"The workshop you facilitated this afternoon was amazing. So amazing that it inspired me to instantly enhance my website," wrote Erika J. Glover of South Carolina, who graduated from Penn State University in May after studying broadcast journalism and international studies. "Of course, I understood the importance of utilizing social media and other software to expand my scope and influence. Yet, it was not until I heard you speak that I realized its actual significance." Erika also said "my dream, rather, my destiny is to become an international reporter." She added: "My hope is that I can maintain contact with you throughout my career" and "currently, my focus is on my job hunt."
So what surprised me? I remembered this young woman seeming inattentive during the NABJ session. I asked why upon calling Erika without warning on Tuesday. She said she was contemplating what she had and had not learned at Penn State. No worries, I said. What matters is what happened henceforth. "I am prepared to invest in you 100 percent," I told her, if she was prepared to invest in me the same. Erika replied matter-of-factly, "I am."
The next day, July 4, we spoke for two hours! We discussed everything from what she learned at the convention to her creating a LinkedIn profile to her using the same portrait across social media platforms to tweeting smartly with hashtags and by the one-third rule: 33 percent information, 33 percent news and 33 percent personal. We also focused on her "twesume" – that is, the 160 characters (maximum) that make up her Twitter bio. (Here's more about what makes a good twesume.) We also talked about the importance of using AP style and correct grammar, spelling and punctuation in her tweets, so she demonstrates that she can write effectively.

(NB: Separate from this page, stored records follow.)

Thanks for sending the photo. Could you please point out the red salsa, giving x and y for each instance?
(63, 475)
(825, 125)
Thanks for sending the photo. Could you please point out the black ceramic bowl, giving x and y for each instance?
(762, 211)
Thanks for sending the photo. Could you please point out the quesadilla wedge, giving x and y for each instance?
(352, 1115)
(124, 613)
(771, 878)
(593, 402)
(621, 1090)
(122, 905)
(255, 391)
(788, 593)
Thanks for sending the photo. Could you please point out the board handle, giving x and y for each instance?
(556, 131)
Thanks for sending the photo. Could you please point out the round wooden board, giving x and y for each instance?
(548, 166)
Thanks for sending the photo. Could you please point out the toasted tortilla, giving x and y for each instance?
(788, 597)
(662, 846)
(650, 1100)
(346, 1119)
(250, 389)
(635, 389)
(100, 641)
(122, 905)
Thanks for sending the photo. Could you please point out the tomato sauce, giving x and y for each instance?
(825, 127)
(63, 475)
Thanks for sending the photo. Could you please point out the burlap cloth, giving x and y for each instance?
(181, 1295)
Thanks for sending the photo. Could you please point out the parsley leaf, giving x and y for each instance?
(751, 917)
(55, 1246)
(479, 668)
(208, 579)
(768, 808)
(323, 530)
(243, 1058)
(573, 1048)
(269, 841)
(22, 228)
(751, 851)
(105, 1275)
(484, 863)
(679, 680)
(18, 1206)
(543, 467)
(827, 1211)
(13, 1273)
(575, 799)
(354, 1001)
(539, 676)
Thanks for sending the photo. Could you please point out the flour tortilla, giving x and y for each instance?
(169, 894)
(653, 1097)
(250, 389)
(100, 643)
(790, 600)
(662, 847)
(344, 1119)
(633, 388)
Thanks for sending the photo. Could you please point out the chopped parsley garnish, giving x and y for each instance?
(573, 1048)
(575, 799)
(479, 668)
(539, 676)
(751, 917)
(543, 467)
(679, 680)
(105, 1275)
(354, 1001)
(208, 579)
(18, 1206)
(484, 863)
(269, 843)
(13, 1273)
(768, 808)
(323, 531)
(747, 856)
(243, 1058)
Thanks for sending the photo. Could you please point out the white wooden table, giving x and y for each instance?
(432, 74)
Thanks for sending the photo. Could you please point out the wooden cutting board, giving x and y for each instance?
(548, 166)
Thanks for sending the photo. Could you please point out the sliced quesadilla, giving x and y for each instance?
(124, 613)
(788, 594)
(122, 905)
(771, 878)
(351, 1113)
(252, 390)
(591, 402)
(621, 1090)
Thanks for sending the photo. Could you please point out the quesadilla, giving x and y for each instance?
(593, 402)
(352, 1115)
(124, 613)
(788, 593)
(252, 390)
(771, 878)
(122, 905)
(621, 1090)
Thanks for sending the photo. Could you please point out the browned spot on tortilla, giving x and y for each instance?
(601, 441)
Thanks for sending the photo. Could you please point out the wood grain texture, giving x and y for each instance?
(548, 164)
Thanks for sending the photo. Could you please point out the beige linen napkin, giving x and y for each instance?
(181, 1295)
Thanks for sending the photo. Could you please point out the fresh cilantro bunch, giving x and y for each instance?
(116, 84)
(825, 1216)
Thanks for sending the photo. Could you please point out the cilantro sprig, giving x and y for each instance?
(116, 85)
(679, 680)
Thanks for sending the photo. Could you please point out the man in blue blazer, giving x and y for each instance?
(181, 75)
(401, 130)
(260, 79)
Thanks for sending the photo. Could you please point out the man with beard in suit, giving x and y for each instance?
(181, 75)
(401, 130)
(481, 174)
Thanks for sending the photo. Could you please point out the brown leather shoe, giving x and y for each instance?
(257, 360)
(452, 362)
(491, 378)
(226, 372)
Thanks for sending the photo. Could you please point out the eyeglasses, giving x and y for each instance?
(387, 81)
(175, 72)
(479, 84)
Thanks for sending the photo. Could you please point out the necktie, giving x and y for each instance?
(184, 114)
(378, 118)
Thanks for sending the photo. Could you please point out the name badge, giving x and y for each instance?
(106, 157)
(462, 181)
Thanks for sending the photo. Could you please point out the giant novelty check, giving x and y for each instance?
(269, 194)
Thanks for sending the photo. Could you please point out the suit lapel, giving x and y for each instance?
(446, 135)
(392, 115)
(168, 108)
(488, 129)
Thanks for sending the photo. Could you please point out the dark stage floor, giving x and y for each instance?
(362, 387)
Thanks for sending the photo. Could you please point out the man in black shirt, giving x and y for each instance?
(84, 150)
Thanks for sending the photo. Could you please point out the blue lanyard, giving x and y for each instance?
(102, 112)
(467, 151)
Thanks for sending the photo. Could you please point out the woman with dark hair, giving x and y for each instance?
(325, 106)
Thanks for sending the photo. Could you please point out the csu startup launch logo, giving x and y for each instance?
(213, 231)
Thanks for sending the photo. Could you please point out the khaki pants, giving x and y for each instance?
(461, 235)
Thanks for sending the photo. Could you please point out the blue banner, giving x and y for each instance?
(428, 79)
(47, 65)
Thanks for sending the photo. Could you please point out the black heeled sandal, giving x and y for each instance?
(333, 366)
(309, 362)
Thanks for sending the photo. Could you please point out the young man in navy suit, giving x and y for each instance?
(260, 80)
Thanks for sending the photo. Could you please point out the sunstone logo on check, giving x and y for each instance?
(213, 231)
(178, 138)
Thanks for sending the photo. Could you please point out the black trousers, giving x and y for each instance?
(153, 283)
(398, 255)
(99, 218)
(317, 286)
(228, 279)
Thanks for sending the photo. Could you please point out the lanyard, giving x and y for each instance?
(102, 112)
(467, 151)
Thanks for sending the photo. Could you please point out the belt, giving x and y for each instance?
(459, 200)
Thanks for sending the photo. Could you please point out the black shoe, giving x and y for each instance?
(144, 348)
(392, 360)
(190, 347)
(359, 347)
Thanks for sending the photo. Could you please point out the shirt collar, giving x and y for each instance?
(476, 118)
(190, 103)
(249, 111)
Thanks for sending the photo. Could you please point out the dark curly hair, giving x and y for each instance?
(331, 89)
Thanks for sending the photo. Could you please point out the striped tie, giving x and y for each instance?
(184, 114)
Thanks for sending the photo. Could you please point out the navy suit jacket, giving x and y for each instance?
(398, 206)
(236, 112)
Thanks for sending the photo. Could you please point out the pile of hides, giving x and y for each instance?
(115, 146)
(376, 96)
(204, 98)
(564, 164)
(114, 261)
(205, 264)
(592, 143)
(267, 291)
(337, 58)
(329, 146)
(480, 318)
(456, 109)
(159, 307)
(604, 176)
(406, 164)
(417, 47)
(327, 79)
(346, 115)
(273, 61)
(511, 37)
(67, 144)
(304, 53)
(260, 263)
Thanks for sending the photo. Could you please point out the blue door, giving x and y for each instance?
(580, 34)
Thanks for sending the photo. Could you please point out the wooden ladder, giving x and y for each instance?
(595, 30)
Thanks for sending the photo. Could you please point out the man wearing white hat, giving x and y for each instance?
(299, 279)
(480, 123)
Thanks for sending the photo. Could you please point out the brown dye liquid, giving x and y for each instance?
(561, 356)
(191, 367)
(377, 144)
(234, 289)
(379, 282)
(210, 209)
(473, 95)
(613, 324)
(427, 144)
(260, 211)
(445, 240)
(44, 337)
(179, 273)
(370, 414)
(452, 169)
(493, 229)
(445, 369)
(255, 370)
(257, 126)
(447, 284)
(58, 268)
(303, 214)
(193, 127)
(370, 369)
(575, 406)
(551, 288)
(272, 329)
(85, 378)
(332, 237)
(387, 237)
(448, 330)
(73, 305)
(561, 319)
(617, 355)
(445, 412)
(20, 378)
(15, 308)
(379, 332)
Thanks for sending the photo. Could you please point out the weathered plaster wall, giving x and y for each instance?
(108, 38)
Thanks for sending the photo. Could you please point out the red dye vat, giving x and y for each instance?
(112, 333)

Erika also shared that she was shadowing reporters at a television station in Columbia. She was happy to be alongside professionals daily and getting help with her resume tape. We spoke about creating a digital portfolio that could best present her aspirations, experience and potential to news directors and recruiters. I'm looking forward to our interaction and hope it becomes part of my independent study for graduate school. More importantly, I'm eager to learn that Erika has found her first reporting job. It will touch me, no doubt. It certainly will not surprise me.